Small companies must, "budget to survive," said Simon Ashby-Rudd, Managing Director of specialist oil and gas investment bank Tristone Capital. "If there is a perception of financing risk for companies today, investors will simply run for the door. That's the position Oilexco found itself in," he said.
Shares in Toronto-listed Oilexco Inc., which is very active in the U.K. North Sea, have fallen more than 80% since the beginning of August after a number of financing difficulties.
"None of us should count on capital markets opening in the next six to 12 months," said Paul Colucci, managing director of investment banking at Thomas Weisel Partners.

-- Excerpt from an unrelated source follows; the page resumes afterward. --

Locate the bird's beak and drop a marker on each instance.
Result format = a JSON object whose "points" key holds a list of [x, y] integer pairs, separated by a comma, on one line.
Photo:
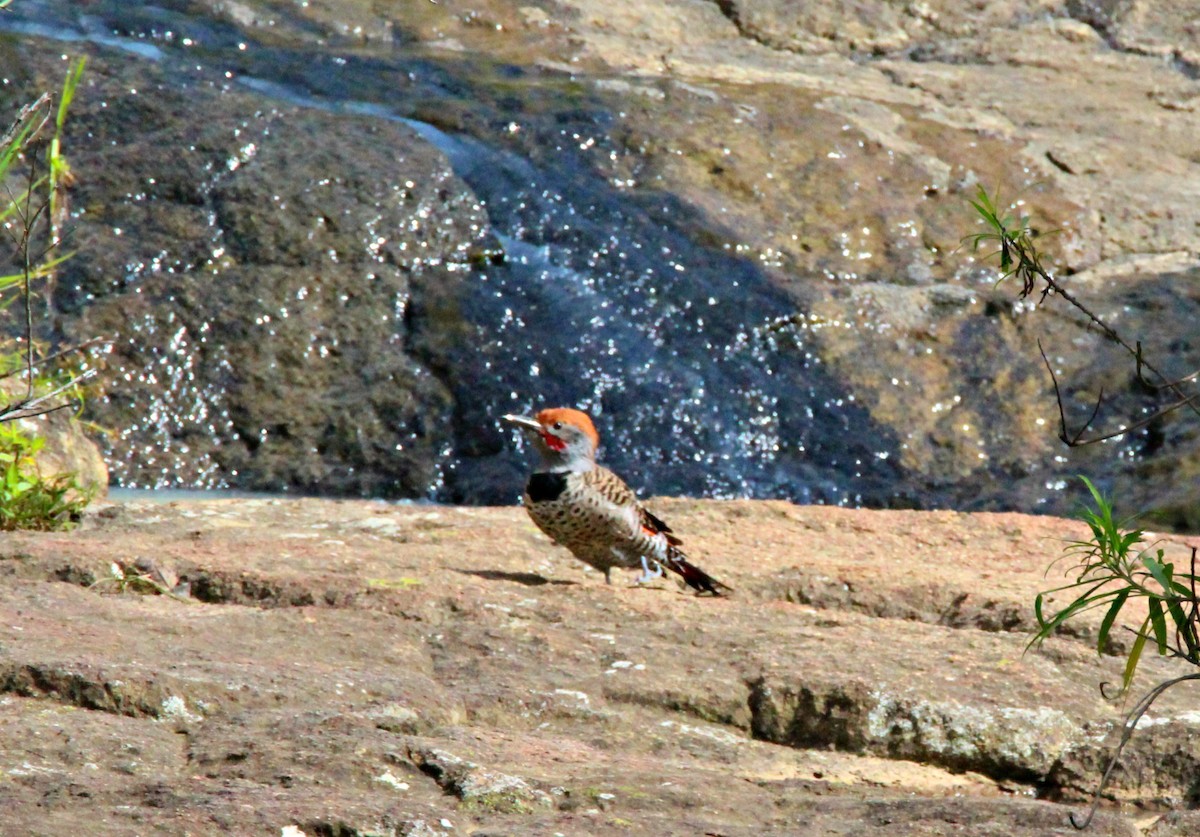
{"points": [[523, 422]]}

Companies likely to run short of cash during this time should consider selling stakes in their fields, doing deals with private equity firms or selling companies outright, he said.
The bankers said they expected the number of acquisitions in the sector to increase next year. "Most of the (oil) majors have a significant amount of cash," and are potential buyers, said Ashby-Rudd. "There is a huge amount of sovereign money out there looking to invest," he said. Ten to 20 private equity firms have between $250 million and $1 billion and are looking to acquire groups of small oil and gas companies, he said.
There is value in the sector, Ashby-Rudd said. "If you buy an asset in the market today, in three to five years you will make money," he said.
Buying a standalone oil or gas producing asset in the North Sea right now would cost around $20-25 a barrel of oil equivalent of reserves, versus around $8 a boe of reserves to acquire a North Sea oil producing company outright, he said.
But the oil and gas companies that do have cash are likely to remain cautious in the short term, said Powell. "It's tough to figure out what value is," in the current market and, "people in a position to make an acquisition still don't know what their view is around the oil price."
"(Companies) are also watching their cash position very carefully," Powell said. "Financing has become a strategic issue," and it would be foolish for a company to rush into a deal now that would leave them facing their own financing problems in six to 12 months, he said.
Total SA appears to be echoing this sentiment. U.K. newspaper The Times reported Wednesday that the French oil giant has decided against bidding for Canada's Nexen Inc. because the deal would be too risky in the current economic climate.